McCain’s 2008 oppo research file on Romney released
The playbook that Arizona Sen. John McCain used in his 2008 presidential run to attack former Massachusetts Gov. Mitt Romney has been released to the public. It was originally released by Buzzfeed.
The playbook contains many of the common attacks used against Romney in the current campaign, but brings back a lot of important tidbits that are often overlooked. The “Top Hits” section had six categories: Social issues, economic issues, foreign policy, domestic policy, business record and political issues.
It has been well covered that Romney has changed his views on abortion over time. The playbook states that Romney claims to have been converted after meeting with a stem cell researcher, however, months after the meeting Romney stated his support for abortion laws and appointed a pro-choice judge.

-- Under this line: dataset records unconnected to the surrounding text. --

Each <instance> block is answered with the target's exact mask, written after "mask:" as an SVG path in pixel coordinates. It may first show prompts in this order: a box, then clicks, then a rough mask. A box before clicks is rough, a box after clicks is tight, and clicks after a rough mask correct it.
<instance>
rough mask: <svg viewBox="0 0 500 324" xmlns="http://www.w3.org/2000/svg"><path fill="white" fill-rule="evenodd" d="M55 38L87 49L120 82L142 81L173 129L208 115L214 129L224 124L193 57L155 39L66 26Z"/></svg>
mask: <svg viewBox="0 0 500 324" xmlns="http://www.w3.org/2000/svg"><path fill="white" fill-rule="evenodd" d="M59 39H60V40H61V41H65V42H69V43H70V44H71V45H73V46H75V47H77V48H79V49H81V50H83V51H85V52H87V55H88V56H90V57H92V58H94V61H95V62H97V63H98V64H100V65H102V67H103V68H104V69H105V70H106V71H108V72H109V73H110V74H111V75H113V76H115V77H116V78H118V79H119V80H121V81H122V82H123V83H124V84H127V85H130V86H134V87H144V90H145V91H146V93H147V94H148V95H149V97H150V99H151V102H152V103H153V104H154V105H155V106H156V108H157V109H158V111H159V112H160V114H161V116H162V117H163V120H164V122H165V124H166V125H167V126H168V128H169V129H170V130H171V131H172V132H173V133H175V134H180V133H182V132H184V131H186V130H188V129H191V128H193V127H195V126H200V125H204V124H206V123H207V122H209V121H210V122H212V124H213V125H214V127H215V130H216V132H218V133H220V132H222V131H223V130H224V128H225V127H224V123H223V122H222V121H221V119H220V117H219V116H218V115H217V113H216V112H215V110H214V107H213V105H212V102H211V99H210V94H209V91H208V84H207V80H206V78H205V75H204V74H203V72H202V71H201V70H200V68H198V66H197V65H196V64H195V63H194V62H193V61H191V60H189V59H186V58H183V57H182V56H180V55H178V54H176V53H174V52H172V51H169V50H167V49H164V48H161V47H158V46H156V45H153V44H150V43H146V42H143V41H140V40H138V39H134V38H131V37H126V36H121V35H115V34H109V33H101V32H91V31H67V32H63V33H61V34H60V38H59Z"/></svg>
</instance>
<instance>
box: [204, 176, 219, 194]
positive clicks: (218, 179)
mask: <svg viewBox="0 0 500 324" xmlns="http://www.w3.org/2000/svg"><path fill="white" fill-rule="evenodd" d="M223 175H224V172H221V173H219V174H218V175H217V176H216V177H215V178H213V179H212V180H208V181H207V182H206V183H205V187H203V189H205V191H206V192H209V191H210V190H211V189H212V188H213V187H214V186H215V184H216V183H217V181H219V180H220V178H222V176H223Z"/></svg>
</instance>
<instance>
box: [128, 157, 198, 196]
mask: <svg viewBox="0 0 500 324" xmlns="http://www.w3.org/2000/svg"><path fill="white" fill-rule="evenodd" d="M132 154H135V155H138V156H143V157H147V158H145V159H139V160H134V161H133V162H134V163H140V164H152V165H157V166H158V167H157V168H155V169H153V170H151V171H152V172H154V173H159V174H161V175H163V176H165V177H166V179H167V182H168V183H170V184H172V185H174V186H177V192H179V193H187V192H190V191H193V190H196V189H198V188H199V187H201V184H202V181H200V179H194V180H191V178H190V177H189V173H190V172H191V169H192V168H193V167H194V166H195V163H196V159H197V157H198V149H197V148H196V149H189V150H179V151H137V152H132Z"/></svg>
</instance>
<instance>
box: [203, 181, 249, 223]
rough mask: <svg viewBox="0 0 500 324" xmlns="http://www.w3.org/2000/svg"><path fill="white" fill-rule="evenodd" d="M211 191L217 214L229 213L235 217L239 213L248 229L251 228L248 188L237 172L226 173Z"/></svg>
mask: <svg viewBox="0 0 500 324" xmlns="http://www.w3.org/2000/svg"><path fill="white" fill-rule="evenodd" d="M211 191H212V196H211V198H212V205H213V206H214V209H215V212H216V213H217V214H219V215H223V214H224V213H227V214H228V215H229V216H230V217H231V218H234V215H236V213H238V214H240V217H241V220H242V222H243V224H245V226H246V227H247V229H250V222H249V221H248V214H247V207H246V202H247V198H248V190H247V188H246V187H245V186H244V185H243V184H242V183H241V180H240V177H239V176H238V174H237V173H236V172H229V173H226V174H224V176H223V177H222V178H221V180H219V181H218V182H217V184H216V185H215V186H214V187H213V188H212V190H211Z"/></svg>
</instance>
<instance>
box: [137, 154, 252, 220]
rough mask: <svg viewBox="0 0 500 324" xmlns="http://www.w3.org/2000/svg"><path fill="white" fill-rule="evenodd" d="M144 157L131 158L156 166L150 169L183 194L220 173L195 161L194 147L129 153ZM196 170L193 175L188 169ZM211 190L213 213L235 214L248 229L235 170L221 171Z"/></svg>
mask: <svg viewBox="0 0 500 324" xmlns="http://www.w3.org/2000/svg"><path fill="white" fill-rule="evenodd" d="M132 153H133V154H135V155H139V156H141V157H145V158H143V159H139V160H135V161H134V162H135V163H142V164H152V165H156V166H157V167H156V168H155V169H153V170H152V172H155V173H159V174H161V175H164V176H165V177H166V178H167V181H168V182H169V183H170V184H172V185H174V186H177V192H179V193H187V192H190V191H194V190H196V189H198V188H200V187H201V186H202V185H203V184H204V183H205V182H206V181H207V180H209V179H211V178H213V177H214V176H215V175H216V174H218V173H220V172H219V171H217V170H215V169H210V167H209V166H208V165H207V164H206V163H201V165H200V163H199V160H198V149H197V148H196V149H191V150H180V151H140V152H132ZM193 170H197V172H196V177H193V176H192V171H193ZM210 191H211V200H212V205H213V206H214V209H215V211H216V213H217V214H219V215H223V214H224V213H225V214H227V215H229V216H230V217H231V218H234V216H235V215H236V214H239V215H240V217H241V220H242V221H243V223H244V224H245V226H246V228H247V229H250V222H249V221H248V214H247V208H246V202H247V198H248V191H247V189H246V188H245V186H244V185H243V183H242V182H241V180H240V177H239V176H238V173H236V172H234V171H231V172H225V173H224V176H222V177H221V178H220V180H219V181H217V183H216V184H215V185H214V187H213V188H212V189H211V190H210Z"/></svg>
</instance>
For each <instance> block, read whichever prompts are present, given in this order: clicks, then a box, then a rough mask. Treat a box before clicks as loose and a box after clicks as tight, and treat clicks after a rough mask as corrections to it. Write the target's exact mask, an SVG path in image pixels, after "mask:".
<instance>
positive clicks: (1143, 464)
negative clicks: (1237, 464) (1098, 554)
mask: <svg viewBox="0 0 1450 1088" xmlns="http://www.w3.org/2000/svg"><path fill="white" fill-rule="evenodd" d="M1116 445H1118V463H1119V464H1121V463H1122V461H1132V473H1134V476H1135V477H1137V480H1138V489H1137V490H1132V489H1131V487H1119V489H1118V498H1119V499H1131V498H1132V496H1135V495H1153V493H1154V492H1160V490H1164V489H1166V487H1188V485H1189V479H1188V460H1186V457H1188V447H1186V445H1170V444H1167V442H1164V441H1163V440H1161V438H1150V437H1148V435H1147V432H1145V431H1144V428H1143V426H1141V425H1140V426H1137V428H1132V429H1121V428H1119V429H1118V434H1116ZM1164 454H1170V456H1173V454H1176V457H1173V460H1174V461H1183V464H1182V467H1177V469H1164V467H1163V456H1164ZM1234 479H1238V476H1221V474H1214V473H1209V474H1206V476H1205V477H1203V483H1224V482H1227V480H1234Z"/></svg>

The playbook describes how Romney claimed to be a committed member of the National Rifle Association and an “avid hunter”, but only joined the gun rights group until shortly before his campaign to become president and had only hunted two times.
On economic issues the McCain playbook says that state spending in Massachusetts, “increased well over rate of inflation under Romney’s watch,” that he “left his successor to fill a budget deficit exceeding $1 billion,” increased fees “more than $700 million per year,” and raised fees by a nation-high $500 million in his first year alone. The total tax burden in Massachusetts increased by 7 percent during Romney’s time in office.
Romney has come out in the past as being favorable to taking government measures to combat global warming, and the playbook highlights that he once proposed an “SUV tax” on vehicles with poor gas mileage.
While McCain’s old playbook doesn’t have any dramatic revelations, it does provide a glimpse into a large number of attacks that have been or will will be pulled out against him both now during the Republican primary, and later if he takes the nomination. Some of the attacks are minor and petty, but others will be seen as serious concerns for conservatives or other voters.